Pharmacologic inhibitors of NO synthase have been used to demonstrate the involvement of NO in mediating central nociceptive pathways along with its possible involvement in mechanisms of wakefulness and anesthesia. One shortcoming of this method is that most of the inhibitors have not been specific for neuronal NO synthase. Our present study addressed this issue using the neuronally specific inhibitor 7-NI along with the nonspecific and mechanistically different NO synthase inhibitor L-NAME. Both inhibitors demonstrate a reduction of the MAC for isoflurane anesthesia, implicating the neuronal NO synthase as the site of inhibition.
There are additional possibilities that need to be considered regarding the likelihood that NO synthase inhibitors decrease MAC. Although the neuronally selective NO synthase inhibitor 7-NI does not appear to change blood pressure and only minimally alters heart rate, neuronally derived NO, in addition to endothelially derived NO, is involved in maintaining and regulating regional cerebral blood flow under normal and disease states. [45,46]Kovach and associates [47]noted that inhibition of NO synthase activity after administering a nonselective NO synthase inhibitor, as well as the neuronally selective NO synthase inhibitor 7-NI, decreased cerebral and spinal cord blood flow in a heterogeneous manner. The possibility that alterations in cerebral blood flow by NO synthase inhibitors may in fact account for some or all of the decrease in MAC is beyond the scope of this study.
Although blockade of movement is a central feature of the general anesthetic state, the sites and mechanisms by which volatile anesthetics achieve a state of unresponsiveness remain unknown. Recent data have suggested that motor responses may be inhibited by anesthetics at the level of the spinal cord. [48,49]This line of reasoning was further supported by the findings that preferentially anesthetizing the brain, with minimal delivery of anesthetic to the rest of the body, markedly increased cerebral anesthetic requirements, suggesting that the spinal cord is an important site of anesthetic inhibition. [50]Although this would imply that the brain does not influence somatic responses to anesthetics, ablation of discrete brain stem neurons or electric stimulation of the periaqueductal gray matter has been shown to alter MAC. [51,52]

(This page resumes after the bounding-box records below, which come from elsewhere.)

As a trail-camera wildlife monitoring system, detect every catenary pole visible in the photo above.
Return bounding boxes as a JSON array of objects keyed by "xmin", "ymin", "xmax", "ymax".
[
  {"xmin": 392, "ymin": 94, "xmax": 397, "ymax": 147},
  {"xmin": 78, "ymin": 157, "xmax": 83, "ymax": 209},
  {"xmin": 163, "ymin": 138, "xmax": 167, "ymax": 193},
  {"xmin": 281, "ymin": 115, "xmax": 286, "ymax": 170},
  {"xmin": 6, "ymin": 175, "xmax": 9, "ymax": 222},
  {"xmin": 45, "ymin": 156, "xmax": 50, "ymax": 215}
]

Inhibition of the NO synthase pathway, using both nonselective and neuronally selective NO synthase inhibitors, decreases the MAC for isoflurane. Although uncertainly remains regarding the sites and mechanisms by which anesthetics reduce the somatic responses to noxious stimuli, the reduction in the MAC by two structurally distinct NO synthase inhibitors suggests the specificity of the effect on NO synthase. Furthermore, the action of the structurally distinct and neuronally selective NO synthase inhibitor 7-NI supports a selective effect on neuronal NO synthase resulting in a dose-dependent reduction in the MAC for isoflurane anesthesia in rats while avoiding the hypertensive response of generalized NO synthase inhibitors. These findings further support a role for the NO pathway in mechanisms of anesthesia and analgesia.
*Eger EI II. Isoflurane [Forane], A compendium and reference, Second edition. Madison, Wisconsin, Ohio Medical Products, 1985, pp 1 - 110.